Hess0 <- adnuts:::.getADMBHessian(p0)[lrandom,lrandom]
Hess1 <- adnuts:::.getADMBHessian(p1)[lrandom,lrandom]
negEDF <- diag(solve(Hess0, Hess1)) # this is the key calculation
# can now calculate cAIC and EDF
q <- sum(lrandom) # no. of random effects (ish)
p <- sum(1-lrandom) # no. of fixed effects
jnll0 <- mod0$likelihoods_used[1,1]
jnll1 <- mod1$likelihoods_used[1,1]
cnll <- jnll0 - jnll1
## conditional AIC (new calculation)
cAIC <- 2*cnll + 2*(p+q) - 2*sum(negEDF)
# standard marginal AIC
mAIC <- 2*(p+q) - 2*(-jnll0)
out <- round(data.frame(n_fixed=p, EDF=sum(1-negEDF), n_total=p+sum(1-negEDF),
cAIC=cAIC, mAIC=mAIC),1)
out
# Can be useful/interesting to group by variable name. Index will
# often be year but not always.
edf <- data.frame(par=par_names2[lrandom], n=1, edf=1-negEDF) |> group_by(par) |>
mutate(index=1:n()) |> ungroup()
ggplot(edf, aes(index, y=edf)) + geom_point() +
facet_wrap('par')
tab <- edf |> group_by(par) |> summarize(n=sum(n), edf=sum(edf)) |>
arrange(desc(edf)) |>
bind_rows(edf |> summarize(par='Total', n=sum(n), edf=sum(edf))) |>
mutate(pct=100*edf/n)
gt::gt(tab) |> gt::fmt_number(columns = 3:4, decimals = 1)

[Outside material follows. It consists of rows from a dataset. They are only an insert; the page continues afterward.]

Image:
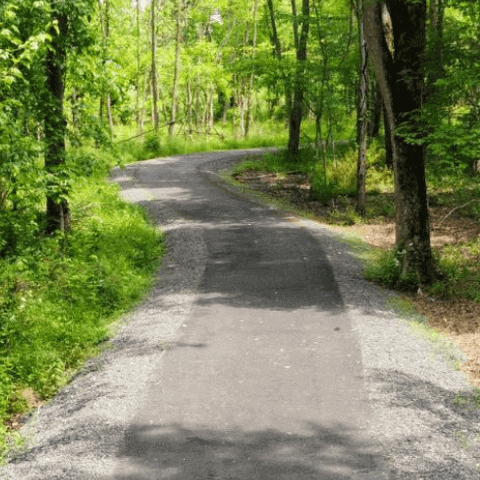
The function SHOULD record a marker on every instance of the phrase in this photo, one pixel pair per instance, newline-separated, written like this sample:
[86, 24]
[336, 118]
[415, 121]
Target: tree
[400, 76]
[301, 41]
[58, 210]
[362, 117]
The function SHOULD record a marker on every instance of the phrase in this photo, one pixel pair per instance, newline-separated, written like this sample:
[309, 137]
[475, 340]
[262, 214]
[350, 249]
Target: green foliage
[58, 297]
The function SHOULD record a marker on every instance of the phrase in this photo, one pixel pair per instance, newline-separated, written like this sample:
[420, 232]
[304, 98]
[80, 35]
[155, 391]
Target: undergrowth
[333, 182]
[59, 296]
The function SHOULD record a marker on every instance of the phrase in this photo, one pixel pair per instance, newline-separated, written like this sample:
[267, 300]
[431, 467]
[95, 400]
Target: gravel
[424, 422]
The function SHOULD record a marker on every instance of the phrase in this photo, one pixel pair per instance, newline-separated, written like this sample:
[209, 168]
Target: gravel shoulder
[424, 428]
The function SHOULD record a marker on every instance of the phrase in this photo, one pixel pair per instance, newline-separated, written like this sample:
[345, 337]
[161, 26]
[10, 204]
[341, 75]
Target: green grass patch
[222, 137]
[59, 298]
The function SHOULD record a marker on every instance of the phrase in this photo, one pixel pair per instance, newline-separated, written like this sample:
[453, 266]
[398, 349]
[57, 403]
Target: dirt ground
[459, 319]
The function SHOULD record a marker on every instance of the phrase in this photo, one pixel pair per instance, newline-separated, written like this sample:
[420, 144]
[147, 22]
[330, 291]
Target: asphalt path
[265, 380]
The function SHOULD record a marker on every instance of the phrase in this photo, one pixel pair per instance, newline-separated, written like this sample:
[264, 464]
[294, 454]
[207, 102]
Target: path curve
[261, 354]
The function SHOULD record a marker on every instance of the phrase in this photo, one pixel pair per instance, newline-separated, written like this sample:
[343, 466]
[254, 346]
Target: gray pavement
[265, 380]
[261, 353]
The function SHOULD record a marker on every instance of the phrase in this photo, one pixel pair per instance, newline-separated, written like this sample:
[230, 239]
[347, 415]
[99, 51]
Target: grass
[159, 144]
[59, 299]
[453, 198]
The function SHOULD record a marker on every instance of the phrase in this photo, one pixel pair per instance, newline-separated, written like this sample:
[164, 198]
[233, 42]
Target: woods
[350, 90]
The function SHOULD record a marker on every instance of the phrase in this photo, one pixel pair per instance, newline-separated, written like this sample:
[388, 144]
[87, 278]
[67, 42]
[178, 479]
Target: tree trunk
[154, 67]
[176, 74]
[58, 210]
[275, 39]
[435, 67]
[139, 75]
[402, 82]
[296, 112]
[362, 119]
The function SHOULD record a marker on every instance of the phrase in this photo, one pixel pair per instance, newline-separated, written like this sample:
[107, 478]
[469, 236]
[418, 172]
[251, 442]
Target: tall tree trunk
[362, 119]
[402, 82]
[296, 112]
[58, 210]
[154, 66]
[250, 96]
[275, 38]
[435, 67]
[176, 74]
[139, 76]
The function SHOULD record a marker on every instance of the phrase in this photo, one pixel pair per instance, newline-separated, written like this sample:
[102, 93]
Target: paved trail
[267, 382]
[262, 354]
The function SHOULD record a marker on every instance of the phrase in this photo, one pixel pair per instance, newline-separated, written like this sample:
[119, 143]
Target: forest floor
[458, 318]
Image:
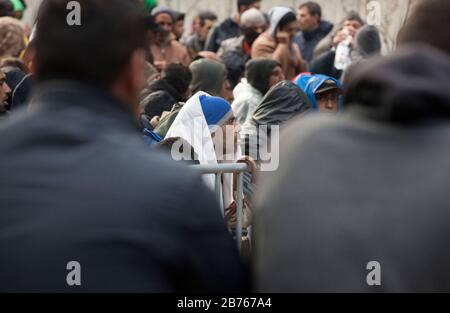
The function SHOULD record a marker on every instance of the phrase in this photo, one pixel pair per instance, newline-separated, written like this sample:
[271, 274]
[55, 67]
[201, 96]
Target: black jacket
[78, 184]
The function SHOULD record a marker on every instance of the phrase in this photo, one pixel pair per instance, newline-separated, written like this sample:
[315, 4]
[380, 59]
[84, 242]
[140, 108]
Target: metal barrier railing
[232, 168]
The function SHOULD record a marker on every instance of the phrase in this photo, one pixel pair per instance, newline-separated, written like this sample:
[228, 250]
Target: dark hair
[313, 8]
[177, 75]
[288, 18]
[14, 62]
[429, 24]
[241, 3]
[6, 8]
[206, 15]
[95, 52]
[354, 16]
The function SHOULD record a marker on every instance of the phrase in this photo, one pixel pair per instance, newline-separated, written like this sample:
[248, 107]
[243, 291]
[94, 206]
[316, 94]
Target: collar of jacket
[56, 95]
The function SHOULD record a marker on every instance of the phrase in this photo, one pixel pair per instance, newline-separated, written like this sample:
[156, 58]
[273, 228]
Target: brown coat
[173, 52]
[292, 63]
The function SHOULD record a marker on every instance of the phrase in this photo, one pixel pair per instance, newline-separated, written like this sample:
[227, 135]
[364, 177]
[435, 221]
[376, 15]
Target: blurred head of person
[350, 26]
[6, 8]
[309, 16]
[221, 121]
[428, 24]
[18, 8]
[283, 24]
[324, 92]
[5, 92]
[165, 19]
[288, 25]
[114, 63]
[263, 74]
[327, 97]
[253, 23]
[12, 37]
[353, 23]
[203, 23]
[244, 5]
[211, 77]
[179, 77]
[178, 27]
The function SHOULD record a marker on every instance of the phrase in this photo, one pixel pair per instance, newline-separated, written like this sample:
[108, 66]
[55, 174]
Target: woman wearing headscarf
[278, 42]
[207, 76]
[165, 49]
[197, 123]
[205, 124]
[260, 76]
[324, 92]
[283, 102]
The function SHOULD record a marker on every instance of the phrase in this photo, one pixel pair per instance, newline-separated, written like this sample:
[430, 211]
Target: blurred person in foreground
[384, 167]
[62, 188]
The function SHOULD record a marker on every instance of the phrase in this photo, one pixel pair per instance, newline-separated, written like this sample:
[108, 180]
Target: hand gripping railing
[231, 168]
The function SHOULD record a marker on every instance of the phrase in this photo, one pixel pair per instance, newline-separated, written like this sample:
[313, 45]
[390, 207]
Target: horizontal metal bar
[221, 168]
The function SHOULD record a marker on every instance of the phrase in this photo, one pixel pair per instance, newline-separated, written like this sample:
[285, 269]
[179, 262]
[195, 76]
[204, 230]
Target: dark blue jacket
[79, 184]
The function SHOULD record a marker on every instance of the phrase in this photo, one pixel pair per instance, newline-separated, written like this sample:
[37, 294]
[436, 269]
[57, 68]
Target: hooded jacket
[160, 96]
[207, 76]
[364, 187]
[283, 102]
[266, 45]
[249, 93]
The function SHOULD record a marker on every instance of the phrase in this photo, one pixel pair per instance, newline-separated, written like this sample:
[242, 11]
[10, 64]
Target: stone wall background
[393, 12]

Hi Cole, Thanks for including your model. My challenges working in R are on par with yours in SS3 code, so we may be mutually stalled for awhile as Ian and I have some other big efforts underway. I'll keep this on my to-do list. Rick
@Cole-Monnahan-NOAA, would you mind including the output of your script or sending me the two model files that you used so that I can run the script on my computer?
@e-perl-NOAA I sent a G-drive folder link for you three to play with it. Please don't share them without permission.